Au rendez-vous de la mort frivole
07/03/2017

Au rendez-vous de la mort frivole

Mate-me por favor

9

Cet étonnant film brésilien dévoile en quelque sorte l’envers caché du slasher, en montrant un monde adolescent où la plus grande noirceur affleure sans cesse sous des dehors sucrés.

Si vous êtes familier du cinéma d’horreur adolescent, vous avez déjà vu cette image cent fois : au petit matin, les jeunes héros traversent la pelouse du lycée pour aller en cours, entourés de figurants anonymes qui, eux, ne vont pas passer la nuit prochaine à affronter croquemitaines assoiffés de sang et autres spectres vindicatifs. Mais à quoi cela ressemblerait-il si l’histoire était justement racontée du point de vue de ces personnages très secondaires qui, en toute logique, devraient avoir entendu un peu parler des morts violentes survenues dans leur quartier ? Eh bien, un tel film existe désormais, il s’intitule Mate-me por favorCette production brésilienne s’intéresse en effet à un quatuor d’adolescentes, élèves dans un lycée où circule la rumeur de meurtres commis aux alentours. On pense vite à It Follows, et ce n’est pas faux : il y a cette même éternelle délibération des jeunes protagonistes, quant à la nature de la menace. Sauf qu’ici, cette dernière est beaucoup plus lointaine et diffuse. Bien sûr, le frère aîné de celle qui est un peu l’héroïne, passant son temps à espionner une fille inconnue sur Internet, est un coupable potentiel. Et les gamines finiront par tomber sur une femme éventrée rendant son dernier souffle, sur le terrain vague qu’elles traversent chaque jour pour rentrer de l’école. Or, ces éléments font long feu, et comme les personnages ne connaissent pas les victimes réelles ou supposées, ils poursuivent donc leurs activités habituelles. Ils se draguent, se roulent d’énormes pelles, se jalousent, tout en épiloguant sans fin sur l’affaire ou en s’amusant à se raconter des histoires à faire frémir. Ainsi, le centre du monde semble être ici les toilettes du lycée : c’est là qu’on commence à jouer à touche-pipi, c’est là aussi qu’une légende urbaine situe les apparitions du fantôme d’une ancienne élève jadis maltraitée.

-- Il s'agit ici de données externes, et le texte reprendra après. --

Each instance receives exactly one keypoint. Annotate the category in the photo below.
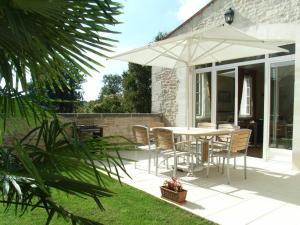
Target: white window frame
(267, 62)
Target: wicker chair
(200, 139)
(224, 139)
(167, 148)
(237, 147)
(142, 140)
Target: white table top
(193, 131)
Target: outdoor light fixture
(229, 14)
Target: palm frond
(38, 36)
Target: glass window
(282, 105)
(203, 97)
(246, 98)
(290, 48)
(225, 96)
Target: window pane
(282, 105)
(225, 96)
(203, 97)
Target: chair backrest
(164, 138)
(156, 124)
(228, 126)
(141, 134)
(207, 125)
(239, 140)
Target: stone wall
(164, 101)
(115, 123)
(248, 13)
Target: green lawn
(129, 207)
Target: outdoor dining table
(204, 133)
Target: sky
(141, 22)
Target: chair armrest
(183, 142)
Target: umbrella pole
(189, 96)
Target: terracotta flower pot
(175, 196)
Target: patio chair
(223, 140)
(167, 148)
(199, 140)
(237, 147)
(142, 140)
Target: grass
(128, 207)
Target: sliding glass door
(281, 104)
(203, 97)
(226, 95)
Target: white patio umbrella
(199, 47)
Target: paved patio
(270, 195)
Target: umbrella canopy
(199, 47)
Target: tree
(111, 95)
(66, 99)
(137, 85)
(112, 85)
(137, 88)
(37, 38)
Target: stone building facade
(247, 13)
(265, 19)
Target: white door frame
(267, 62)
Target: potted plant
(172, 190)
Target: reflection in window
(246, 98)
(225, 96)
(282, 105)
(203, 97)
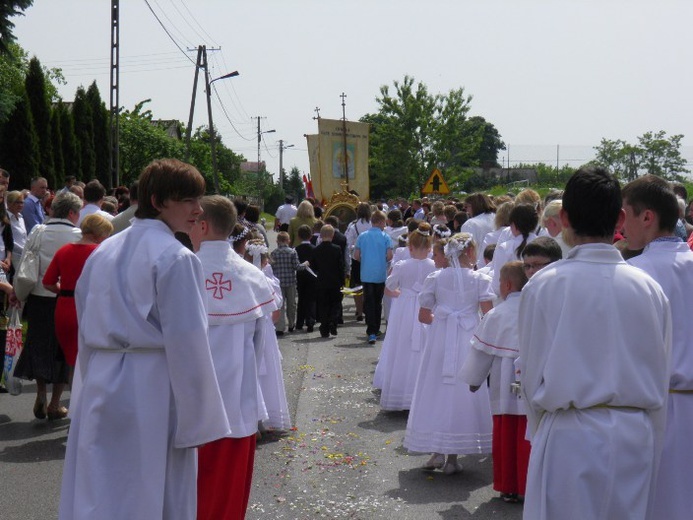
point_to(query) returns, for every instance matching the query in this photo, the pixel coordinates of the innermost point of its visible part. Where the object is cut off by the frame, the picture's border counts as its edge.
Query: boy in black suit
(305, 282)
(328, 263)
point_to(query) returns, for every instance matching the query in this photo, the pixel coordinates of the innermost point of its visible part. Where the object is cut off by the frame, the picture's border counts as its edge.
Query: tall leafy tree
(35, 84)
(141, 142)
(487, 141)
(84, 134)
(661, 155)
(68, 142)
(654, 153)
(99, 115)
(414, 132)
(9, 9)
(19, 152)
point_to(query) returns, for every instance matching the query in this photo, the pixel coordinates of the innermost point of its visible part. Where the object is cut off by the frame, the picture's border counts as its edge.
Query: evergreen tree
(294, 185)
(56, 138)
(8, 9)
(101, 138)
(19, 151)
(35, 84)
(68, 143)
(84, 134)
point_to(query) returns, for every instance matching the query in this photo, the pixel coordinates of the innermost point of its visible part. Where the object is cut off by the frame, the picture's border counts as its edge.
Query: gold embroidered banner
(327, 158)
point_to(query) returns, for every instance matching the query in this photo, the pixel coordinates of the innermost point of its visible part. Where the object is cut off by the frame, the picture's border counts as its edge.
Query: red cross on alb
(218, 285)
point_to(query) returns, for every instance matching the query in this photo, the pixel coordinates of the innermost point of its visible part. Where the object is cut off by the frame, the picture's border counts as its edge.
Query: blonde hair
(503, 214)
(305, 210)
(421, 238)
(14, 196)
(551, 210)
(96, 226)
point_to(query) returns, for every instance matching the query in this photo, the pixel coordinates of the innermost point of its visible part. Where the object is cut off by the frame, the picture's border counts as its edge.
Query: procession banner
(329, 176)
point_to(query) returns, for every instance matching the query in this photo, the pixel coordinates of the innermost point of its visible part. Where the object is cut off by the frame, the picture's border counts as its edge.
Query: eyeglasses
(536, 265)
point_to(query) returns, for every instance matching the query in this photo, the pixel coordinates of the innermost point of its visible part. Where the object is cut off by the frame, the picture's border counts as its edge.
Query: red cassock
(66, 267)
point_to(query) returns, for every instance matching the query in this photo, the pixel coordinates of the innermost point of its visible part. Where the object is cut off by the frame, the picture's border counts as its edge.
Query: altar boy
(238, 296)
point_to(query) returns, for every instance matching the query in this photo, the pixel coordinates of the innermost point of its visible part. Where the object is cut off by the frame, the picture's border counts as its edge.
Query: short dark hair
(526, 220)
(219, 213)
(333, 221)
(241, 206)
(167, 179)
(252, 213)
(304, 232)
(592, 202)
(543, 246)
(94, 191)
(656, 194)
(480, 203)
(489, 250)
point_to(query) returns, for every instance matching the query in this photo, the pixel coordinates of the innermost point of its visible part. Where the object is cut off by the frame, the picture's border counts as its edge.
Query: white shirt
(149, 392)
(90, 209)
(285, 213)
(595, 345)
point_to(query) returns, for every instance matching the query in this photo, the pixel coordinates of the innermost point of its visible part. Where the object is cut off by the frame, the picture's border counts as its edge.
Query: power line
(168, 33)
(181, 35)
(223, 109)
(198, 24)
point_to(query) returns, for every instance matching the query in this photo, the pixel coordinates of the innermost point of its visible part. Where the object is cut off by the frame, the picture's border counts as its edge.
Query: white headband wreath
(440, 232)
(256, 251)
(455, 246)
(240, 236)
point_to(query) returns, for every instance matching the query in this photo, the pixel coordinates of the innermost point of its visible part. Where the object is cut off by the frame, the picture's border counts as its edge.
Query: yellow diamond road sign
(436, 184)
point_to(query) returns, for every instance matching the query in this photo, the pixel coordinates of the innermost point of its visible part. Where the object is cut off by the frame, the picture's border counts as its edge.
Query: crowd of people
(550, 333)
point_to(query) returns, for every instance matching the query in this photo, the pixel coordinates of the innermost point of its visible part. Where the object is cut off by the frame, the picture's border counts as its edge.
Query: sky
(553, 76)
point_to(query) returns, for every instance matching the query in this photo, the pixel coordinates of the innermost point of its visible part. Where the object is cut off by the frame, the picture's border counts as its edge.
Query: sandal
(58, 413)
(39, 408)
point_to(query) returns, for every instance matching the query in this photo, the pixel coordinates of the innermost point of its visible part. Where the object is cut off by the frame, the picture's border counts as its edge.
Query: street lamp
(259, 138)
(211, 123)
(282, 147)
(202, 64)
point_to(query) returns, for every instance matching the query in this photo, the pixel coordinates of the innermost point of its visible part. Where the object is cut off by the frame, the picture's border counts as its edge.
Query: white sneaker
(435, 462)
(451, 468)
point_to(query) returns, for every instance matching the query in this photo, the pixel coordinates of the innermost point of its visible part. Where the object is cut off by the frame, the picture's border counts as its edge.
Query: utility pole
(346, 156)
(281, 162)
(113, 119)
(212, 138)
(202, 63)
(259, 139)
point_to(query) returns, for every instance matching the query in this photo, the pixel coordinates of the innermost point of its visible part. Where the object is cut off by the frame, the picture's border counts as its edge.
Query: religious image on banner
(338, 159)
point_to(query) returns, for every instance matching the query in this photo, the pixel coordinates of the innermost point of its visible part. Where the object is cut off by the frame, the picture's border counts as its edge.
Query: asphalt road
(343, 459)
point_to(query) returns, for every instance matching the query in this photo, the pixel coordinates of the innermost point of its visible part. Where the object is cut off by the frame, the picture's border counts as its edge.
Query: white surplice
(149, 394)
(671, 265)
(400, 355)
(239, 297)
(445, 417)
(595, 344)
(495, 347)
(479, 226)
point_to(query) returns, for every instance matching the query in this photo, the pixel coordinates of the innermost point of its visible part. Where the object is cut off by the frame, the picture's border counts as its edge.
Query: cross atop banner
(435, 184)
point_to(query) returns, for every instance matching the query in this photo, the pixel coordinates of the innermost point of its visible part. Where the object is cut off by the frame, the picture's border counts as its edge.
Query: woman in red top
(61, 278)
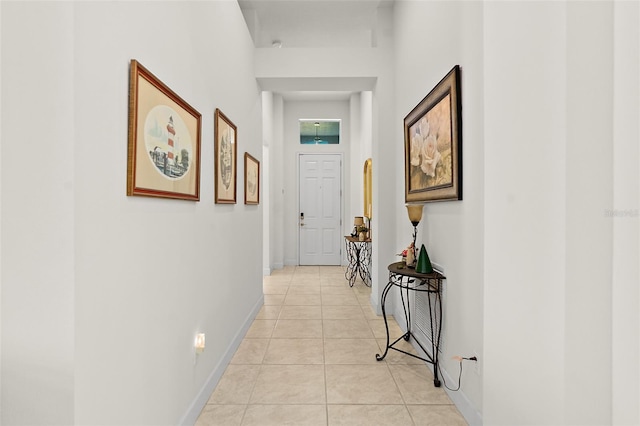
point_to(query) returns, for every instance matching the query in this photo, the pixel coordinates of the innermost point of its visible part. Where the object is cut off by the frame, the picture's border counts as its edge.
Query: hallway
(309, 359)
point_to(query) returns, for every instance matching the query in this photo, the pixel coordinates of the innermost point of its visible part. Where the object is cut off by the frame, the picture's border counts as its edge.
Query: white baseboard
(193, 412)
(459, 399)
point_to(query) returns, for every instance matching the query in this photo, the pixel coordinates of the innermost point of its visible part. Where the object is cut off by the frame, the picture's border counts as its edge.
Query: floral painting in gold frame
(164, 140)
(433, 144)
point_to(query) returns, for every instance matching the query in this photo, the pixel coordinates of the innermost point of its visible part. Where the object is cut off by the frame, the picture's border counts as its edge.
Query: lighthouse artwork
(163, 151)
(168, 142)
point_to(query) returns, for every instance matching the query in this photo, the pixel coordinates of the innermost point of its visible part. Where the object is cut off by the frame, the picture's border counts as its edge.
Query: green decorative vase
(424, 264)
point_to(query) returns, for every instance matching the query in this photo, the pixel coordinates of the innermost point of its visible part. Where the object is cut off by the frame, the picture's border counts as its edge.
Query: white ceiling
(312, 24)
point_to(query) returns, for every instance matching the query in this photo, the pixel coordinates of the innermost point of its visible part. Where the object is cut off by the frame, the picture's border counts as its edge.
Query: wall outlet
(476, 367)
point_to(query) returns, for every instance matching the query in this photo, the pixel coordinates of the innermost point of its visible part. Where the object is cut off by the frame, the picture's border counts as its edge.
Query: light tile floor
(309, 359)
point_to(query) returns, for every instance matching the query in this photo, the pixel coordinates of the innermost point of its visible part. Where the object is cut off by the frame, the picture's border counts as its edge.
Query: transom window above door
(319, 132)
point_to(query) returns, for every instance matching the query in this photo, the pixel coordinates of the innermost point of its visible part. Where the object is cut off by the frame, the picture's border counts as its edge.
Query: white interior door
(320, 208)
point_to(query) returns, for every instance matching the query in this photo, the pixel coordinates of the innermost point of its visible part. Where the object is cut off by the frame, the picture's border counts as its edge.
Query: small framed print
(226, 147)
(251, 180)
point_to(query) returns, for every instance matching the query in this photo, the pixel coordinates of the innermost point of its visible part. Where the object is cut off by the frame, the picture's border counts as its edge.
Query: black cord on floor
(459, 375)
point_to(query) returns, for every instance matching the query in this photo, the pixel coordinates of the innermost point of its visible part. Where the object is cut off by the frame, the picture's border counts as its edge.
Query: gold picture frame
(164, 140)
(433, 144)
(226, 163)
(251, 179)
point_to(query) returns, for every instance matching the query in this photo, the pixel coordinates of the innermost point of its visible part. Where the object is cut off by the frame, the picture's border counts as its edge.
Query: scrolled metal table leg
(383, 300)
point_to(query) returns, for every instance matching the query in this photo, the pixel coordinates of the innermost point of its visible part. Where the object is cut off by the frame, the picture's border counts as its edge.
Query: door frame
(299, 154)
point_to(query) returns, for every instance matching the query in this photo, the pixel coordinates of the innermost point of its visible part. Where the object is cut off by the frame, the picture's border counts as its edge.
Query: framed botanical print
(226, 148)
(251, 180)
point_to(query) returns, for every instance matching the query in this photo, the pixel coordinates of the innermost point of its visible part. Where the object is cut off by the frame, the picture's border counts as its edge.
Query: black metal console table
(408, 279)
(359, 257)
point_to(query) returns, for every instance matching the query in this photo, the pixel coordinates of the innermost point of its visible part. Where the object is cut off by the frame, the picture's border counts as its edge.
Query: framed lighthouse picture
(164, 140)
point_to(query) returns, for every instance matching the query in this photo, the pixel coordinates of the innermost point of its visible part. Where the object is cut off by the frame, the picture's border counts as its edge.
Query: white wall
(100, 309)
(626, 201)
(452, 231)
(549, 246)
(38, 237)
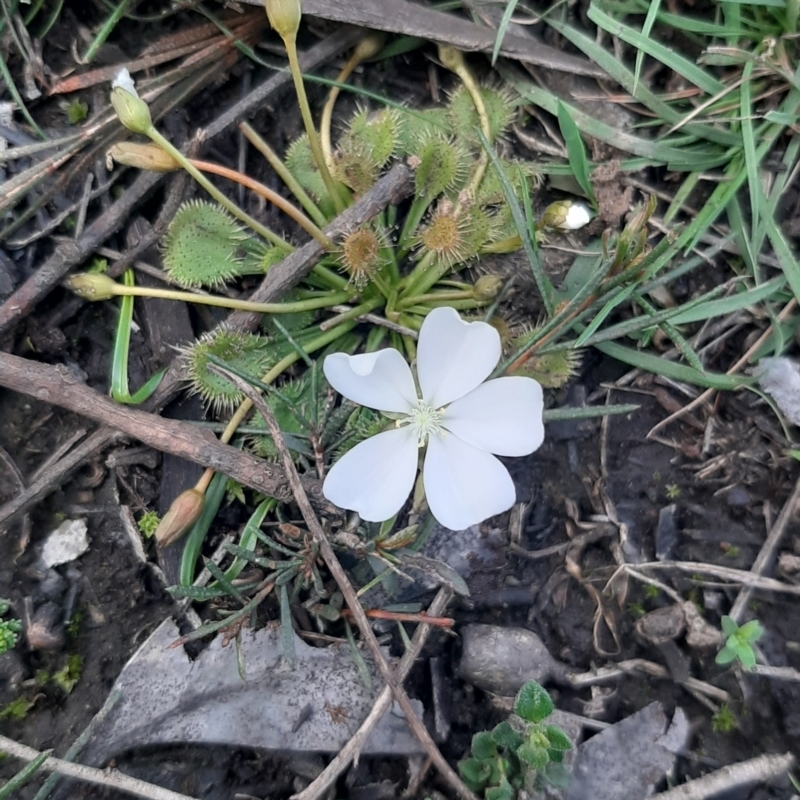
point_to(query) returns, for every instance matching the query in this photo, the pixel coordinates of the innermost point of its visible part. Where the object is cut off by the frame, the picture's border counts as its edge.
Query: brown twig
(339, 575)
(109, 778)
(756, 770)
(353, 748)
(766, 556)
(411, 19)
(57, 385)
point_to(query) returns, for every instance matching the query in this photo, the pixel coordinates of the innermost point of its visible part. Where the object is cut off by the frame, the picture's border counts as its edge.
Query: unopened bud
(143, 156)
(566, 215)
(132, 111)
(487, 287)
(92, 286)
(183, 513)
(284, 16)
(453, 59)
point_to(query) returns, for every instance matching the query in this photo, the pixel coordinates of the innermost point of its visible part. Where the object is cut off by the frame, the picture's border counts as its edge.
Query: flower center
(425, 420)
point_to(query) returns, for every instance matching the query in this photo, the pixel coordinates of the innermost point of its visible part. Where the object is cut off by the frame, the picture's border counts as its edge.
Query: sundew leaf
(483, 745)
(576, 152)
(729, 627)
(726, 655)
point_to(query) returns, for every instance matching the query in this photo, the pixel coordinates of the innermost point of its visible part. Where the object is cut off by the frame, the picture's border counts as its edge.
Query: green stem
(254, 224)
(310, 207)
(310, 304)
(434, 297)
(354, 313)
(328, 337)
(305, 110)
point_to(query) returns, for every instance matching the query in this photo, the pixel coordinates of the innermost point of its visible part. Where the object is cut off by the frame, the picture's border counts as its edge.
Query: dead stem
(340, 576)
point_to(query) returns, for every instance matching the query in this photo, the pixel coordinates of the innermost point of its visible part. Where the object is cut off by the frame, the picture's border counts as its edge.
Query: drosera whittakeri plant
(461, 421)
(400, 269)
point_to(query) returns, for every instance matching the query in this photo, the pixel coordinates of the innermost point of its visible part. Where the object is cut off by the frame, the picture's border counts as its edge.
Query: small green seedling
(9, 628)
(739, 643)
(521, 753)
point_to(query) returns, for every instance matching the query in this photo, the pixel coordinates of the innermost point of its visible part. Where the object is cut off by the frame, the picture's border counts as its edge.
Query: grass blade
(576, 152)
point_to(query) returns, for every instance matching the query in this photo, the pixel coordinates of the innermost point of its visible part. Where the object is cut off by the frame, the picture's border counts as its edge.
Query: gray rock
(167, 699)
(500, 660)
(626, 760)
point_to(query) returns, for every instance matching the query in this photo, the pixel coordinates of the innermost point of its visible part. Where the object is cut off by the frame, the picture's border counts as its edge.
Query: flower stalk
(92, 286)
(284, 16)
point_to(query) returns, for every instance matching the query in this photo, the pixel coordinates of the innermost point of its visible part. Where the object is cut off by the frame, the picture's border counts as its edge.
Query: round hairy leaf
(250, 354)
(558, 739)
(503, 791)
(443, 166)
(464, 116)
(300, 162)
(750, 631)
(533, 703)
(205, 246)
(505, 736)
(534, 756)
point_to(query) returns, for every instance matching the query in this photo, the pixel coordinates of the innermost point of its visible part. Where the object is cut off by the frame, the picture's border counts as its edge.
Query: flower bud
(132, 111)
(452, 58)
(284, 16)
(566, 215)
(487, 287)
(143, 156)
(183, 513)
(92, 286)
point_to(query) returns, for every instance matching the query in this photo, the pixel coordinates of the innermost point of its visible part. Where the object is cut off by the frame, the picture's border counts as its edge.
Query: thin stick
(353, 748)
(727, 573)
(112, 779)
(756, 770)
(339, 575)
(708, 393)
(766, 556)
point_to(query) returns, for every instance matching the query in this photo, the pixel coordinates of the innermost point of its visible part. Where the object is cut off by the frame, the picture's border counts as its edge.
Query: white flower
(123, 80)
(462, 420)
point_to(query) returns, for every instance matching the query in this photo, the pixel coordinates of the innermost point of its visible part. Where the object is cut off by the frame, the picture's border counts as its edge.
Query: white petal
(376, 476)
(123, 80)
(464, 485)
(379, 380)
(578, 215)
(503, 416)
(454, 356)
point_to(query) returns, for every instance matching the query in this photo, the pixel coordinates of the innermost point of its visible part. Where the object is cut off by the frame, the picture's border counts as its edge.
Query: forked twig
(353, 748)
(339, 575)
(101, 777)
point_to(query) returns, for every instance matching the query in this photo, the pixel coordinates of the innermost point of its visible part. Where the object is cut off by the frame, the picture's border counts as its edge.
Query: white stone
(67, 542)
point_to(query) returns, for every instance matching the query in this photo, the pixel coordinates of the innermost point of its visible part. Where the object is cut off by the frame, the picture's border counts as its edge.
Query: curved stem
(283, 173)
(310, 304)
(309, 347)
(273, 197)
(261, 230)
(297, 76)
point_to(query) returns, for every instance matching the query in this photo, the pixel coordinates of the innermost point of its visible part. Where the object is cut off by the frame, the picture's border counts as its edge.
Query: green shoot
(739, 642)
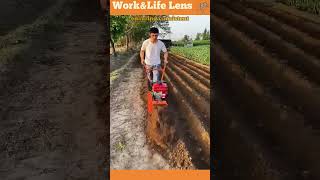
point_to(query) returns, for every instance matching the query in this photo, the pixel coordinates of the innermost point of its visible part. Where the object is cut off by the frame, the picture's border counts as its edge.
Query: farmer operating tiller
(150, 59)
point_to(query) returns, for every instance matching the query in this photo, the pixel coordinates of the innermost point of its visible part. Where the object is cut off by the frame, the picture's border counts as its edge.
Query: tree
(117, 29)
(186, 38)
(131, 30)
(198, 37)
(205, 34)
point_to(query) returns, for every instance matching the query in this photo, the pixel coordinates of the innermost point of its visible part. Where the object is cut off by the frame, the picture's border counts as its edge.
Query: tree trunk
(127, 42)
(113, 48)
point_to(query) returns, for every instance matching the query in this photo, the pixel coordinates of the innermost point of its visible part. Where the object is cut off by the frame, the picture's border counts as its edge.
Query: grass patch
(201, 42)
(200, 54)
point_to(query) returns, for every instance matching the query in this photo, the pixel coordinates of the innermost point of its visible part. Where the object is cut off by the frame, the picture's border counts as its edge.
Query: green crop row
(200, 54)
(201, 42)
(312, 6)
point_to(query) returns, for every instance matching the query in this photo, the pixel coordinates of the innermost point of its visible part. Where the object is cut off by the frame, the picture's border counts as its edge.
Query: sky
(196, 23)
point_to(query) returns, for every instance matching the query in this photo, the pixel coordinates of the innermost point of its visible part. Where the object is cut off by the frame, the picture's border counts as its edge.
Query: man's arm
(142, 56)
(142, 52)
(166, 54)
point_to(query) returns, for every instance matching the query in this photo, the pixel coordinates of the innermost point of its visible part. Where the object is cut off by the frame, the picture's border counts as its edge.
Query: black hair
(154, 30)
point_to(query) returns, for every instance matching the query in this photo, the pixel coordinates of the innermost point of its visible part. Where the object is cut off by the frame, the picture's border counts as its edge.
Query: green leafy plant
(200, 54)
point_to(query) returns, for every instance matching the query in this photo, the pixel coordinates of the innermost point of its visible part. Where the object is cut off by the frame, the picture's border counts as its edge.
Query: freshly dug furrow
(298, 93)
(196, 75)
(306, 26)
(282, 126)
(196, 127)
(290, 34)
(244, 155)
(294, 57)
(203, 90)
(200, 104)
(190, 63)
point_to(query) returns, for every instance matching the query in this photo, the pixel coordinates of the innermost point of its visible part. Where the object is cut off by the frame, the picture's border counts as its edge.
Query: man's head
(153, 33)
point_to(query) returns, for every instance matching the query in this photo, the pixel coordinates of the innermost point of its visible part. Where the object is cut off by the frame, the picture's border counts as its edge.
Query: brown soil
(15, 13)
(266, 95)
(52, 123)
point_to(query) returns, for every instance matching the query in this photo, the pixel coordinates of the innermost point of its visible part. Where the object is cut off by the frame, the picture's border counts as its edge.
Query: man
(150, 54)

D’aucuns reprocheront à cette chronique juvénile son aspect décousu et son ambiance pop et acidulée. Mais en fait, cette forme permet au film de saisir une chose qui coule d’ordinaire entre les doigts des cinéastes : cette espèce de frivolité typique de l’adolescence, qui semble sauter du coq à l’âne entre des sujets sérieux pris avec futilité et des sujets futiles pris au sérieux. Car la réalisatrice ne montre pas la moindre condescendance envers les peines de cœur des jeunes gens, qui sont en vérité aussi intenses, sinon plus, que celles des soi-disant adultes. Et de la même manière, la violence rôdant sous un univers lisse (loin des favelas, nous sommes dans la classe moyenne brésilienne) finit par déclencher chez les personnages des pulsions morbides (n’oublions pas que le titre veut dire : « Tue-moi s’il te plaît »), en dépit de leur désinvolture affichée. Ce Mate-me por favor joliment intriguant peut ainsi se conclure par un ultime plan qui, en montrant un paysage où une foule de revenants se lève soudain pour représenter tout une éternité de passages successifs à travers l’enfer scolaire, s’avère quant à lui totalement fulgurant. Comme quoi, le jeu en avait la chandelle.